I had booked into one of the faceless corporate hotels opposite the station, a decision that now seemed as inappropriate as stopping off in the town to begin with and mitigated only by the knowledge that it would be for just the one night. My room was on the second floor – two dozen identical doorways leading off a grubby magnolia corridor floored with brown corduroy. I deposited my holdall on the fold-out luggage rack then headed outside.

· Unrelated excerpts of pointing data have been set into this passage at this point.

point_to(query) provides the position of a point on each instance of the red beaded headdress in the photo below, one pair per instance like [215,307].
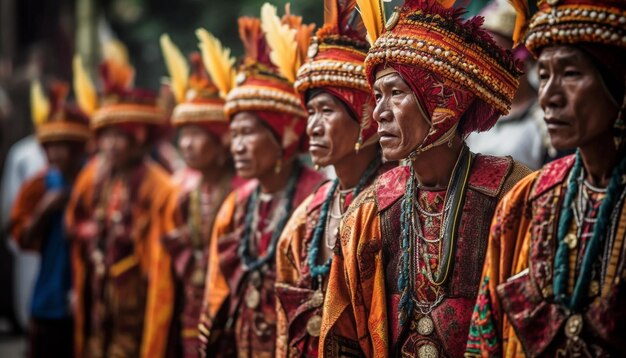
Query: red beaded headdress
[335,63]
[55,120]
[198,98]
[121,104]
[575,21]
[274,49]
[454,67]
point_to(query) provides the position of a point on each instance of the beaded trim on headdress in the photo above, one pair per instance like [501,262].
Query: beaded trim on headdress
[570,22]
[120,113]
[263,98]
[264,84]
[121,103]
[336,54]
[324,73]
[424,34]
[54,120]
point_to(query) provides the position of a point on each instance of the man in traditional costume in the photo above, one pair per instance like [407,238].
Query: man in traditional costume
[203,141]
[413,244]
[553,279]
[36,221]
[522,133]
[333,87]
[267,127]
[122,275]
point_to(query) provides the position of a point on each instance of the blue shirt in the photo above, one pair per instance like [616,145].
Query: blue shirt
[54,282]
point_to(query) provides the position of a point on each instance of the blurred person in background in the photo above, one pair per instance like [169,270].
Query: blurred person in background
[122,274]
[37,218]
[522,133]
[203,142]
[267,127]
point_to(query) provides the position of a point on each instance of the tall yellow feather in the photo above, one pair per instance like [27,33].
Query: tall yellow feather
[39,104]
[177,67]
[282,42]
[373,16]
[521,21]
[84,89]
[217,60]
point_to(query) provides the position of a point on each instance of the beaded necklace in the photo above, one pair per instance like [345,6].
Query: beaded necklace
[592,250]
[202,211]
[250,263]
[313,250]
[448,232]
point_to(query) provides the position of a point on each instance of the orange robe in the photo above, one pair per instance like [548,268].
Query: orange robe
[360,314]
[189,252]
[31,193]
[220,334]
[153,191]
[515,313]
[295,287]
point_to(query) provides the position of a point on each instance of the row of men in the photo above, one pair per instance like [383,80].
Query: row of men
[450,253]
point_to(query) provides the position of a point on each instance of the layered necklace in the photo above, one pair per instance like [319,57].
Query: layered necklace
[253,263]
[593,246]
[320,271]
[412,251]
[202,211]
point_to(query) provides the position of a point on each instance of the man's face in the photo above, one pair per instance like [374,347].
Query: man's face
[401,126]
[577,106]
[331,129]
[254,148]
[199,148]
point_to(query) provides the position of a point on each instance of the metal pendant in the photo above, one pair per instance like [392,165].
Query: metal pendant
[314,325]
[255,279]
[393,21]
[253,298]
[428,350]
[571,240]
[574,326]
[197,277]
[425,326]
[317,300]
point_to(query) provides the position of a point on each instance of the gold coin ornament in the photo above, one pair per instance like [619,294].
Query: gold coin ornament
[574,326]
[425,326]
[428,350]
[317,300]
[253,298]
[314,325]
[393,21]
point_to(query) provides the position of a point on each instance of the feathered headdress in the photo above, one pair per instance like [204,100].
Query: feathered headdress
[281,39]
[116,71]
[274,48]
[198,97]
[121,102]
[335,64]
[84,89]
[569,22]
[39,104]
[373,15]
[217,61]
[54,119]
[176,66]
[521,20]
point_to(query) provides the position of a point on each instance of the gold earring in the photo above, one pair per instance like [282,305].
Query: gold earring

The town, as I had feared, seemed completely alien, and if someone had told me that it was not, after all, the place I had once known but some peculiar counterfeit I would not have been surprised. I spent what seemed like hours roaming the streets around the center in a fruitless search for the Polish delicatessen, before admitting defeat and stumbling into an Italian restaurant on one of the side roads off Friar Street. I felt dispirited and footsore but the restaurant’s warmth and soft lighting had a revivifying effect and when the food arrived I began to feel better. I took my time over the wine and even ordered myself a brandy to round off the meal. It felt late to me, though when I returned to my room at the hotel I discovered it was not yet nine o’clock. I made coffee in the white plastic kettle and switched on the TV. The news came on and then a film, a noisy drama set at the time of the Vietnam War that I kept watching more to pass the time than from genuine interest. The film finished and I went to bed. I switched off the light, but the persistent traffic sounds outside, coupled with my own circling thoughts, made it impossible for me to sleep. I decided I would read instead, the first of Ewa Chaplin’s Nine Modern Fairy Tales. The story was strange – something about a young theater actress who decides to murder her husband – but it held my interest. I was even beguiled, a little.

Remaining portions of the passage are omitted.